ポールスタートのKENTARO(baum beauty clinic)と3番グリッドの鳥羽豊(Kageyama HYDRANGEA MCS4)が出遅れ、トップHIROBON、2位KENTARO、3位赤松昌一朗(GIGS Ride with Eagle Sports)、4位鳥羽豊(Kageyama HYDRANGEA MCS4)の順で1周目を終える。
2周目の1コーナーで、逆転でのチャンピオン獲得にあとがない鳥羽が、赤松を抜いて3位へ上がり、さらにKENTAROに仕掛ける。
KENTAROと鳥羽の攻防は3周目以降続き、トップHIROBONは、2位を争う二人との差を1秒強に保ったまま、周回を重ねる。
5周目頃から雨粒が落ちだし、9周目の馬の背コーナーで後方を走っていた金山和弘(Team 橋本組 MCS4-24)がスピンをしてストップ。処理のためSCが入る。
15周目にリスタート。
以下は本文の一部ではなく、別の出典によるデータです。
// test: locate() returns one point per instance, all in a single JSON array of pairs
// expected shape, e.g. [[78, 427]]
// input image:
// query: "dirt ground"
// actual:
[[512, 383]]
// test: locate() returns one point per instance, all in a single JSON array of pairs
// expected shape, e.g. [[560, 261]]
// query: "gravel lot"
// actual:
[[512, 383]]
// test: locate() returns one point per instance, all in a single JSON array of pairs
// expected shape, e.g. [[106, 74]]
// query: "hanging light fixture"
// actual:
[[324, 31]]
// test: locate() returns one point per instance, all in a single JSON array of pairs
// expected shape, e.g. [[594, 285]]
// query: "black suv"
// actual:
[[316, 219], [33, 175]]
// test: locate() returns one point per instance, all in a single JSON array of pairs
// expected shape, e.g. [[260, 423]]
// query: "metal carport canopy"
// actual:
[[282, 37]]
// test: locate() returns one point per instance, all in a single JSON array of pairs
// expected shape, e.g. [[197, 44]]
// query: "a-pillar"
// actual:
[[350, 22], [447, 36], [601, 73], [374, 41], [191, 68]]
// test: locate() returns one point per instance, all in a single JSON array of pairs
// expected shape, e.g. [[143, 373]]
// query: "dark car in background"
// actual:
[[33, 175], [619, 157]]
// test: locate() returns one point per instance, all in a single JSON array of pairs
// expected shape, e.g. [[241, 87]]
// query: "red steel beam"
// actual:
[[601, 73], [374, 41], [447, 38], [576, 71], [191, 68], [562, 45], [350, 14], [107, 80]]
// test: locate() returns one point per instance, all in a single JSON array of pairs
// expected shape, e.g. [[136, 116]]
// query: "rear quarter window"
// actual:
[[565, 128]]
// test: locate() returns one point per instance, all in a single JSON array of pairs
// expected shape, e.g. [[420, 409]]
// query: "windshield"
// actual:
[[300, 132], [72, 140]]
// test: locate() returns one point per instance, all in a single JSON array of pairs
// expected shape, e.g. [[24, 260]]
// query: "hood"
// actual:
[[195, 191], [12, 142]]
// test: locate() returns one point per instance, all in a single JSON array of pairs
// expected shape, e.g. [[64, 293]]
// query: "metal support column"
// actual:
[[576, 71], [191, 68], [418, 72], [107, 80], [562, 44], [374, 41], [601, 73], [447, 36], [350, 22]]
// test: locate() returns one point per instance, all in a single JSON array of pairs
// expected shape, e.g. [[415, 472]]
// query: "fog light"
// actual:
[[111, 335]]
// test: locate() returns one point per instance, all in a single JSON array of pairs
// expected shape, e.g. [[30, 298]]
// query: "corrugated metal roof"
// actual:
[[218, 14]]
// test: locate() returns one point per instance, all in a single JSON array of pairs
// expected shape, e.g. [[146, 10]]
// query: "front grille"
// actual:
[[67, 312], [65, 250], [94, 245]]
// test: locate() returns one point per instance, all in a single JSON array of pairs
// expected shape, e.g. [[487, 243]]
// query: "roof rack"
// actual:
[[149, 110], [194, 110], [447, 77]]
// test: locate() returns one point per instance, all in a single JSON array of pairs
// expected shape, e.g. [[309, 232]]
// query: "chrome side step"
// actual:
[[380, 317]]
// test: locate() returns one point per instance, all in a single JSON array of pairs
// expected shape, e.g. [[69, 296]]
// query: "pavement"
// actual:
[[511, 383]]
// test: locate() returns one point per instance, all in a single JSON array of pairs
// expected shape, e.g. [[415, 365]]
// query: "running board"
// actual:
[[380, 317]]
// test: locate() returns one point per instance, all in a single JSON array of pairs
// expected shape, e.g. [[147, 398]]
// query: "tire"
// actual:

SPコーナーから上手く加速したHIROBONは逃げ、KENTAROと鳥羽が再びバトルを繰り広げるが、16周目の1コーナーでインに飛び込んだ鳥羽がスピンして止まってしまう。
これで再びSCランとなり、結局SC先導のままフィニッシュとなった。
ランキング2位の鳥羽がノーポイントに終わったことで、ポイントを201まで伸ばしたHIROBONが、鳥羽との差を84まで広げ、2大会3レースを残して、2021年以来のチャンピオンを獲得した。
次の大会(第11、12戦)は、10月16〜18日、オートポリスで行われる。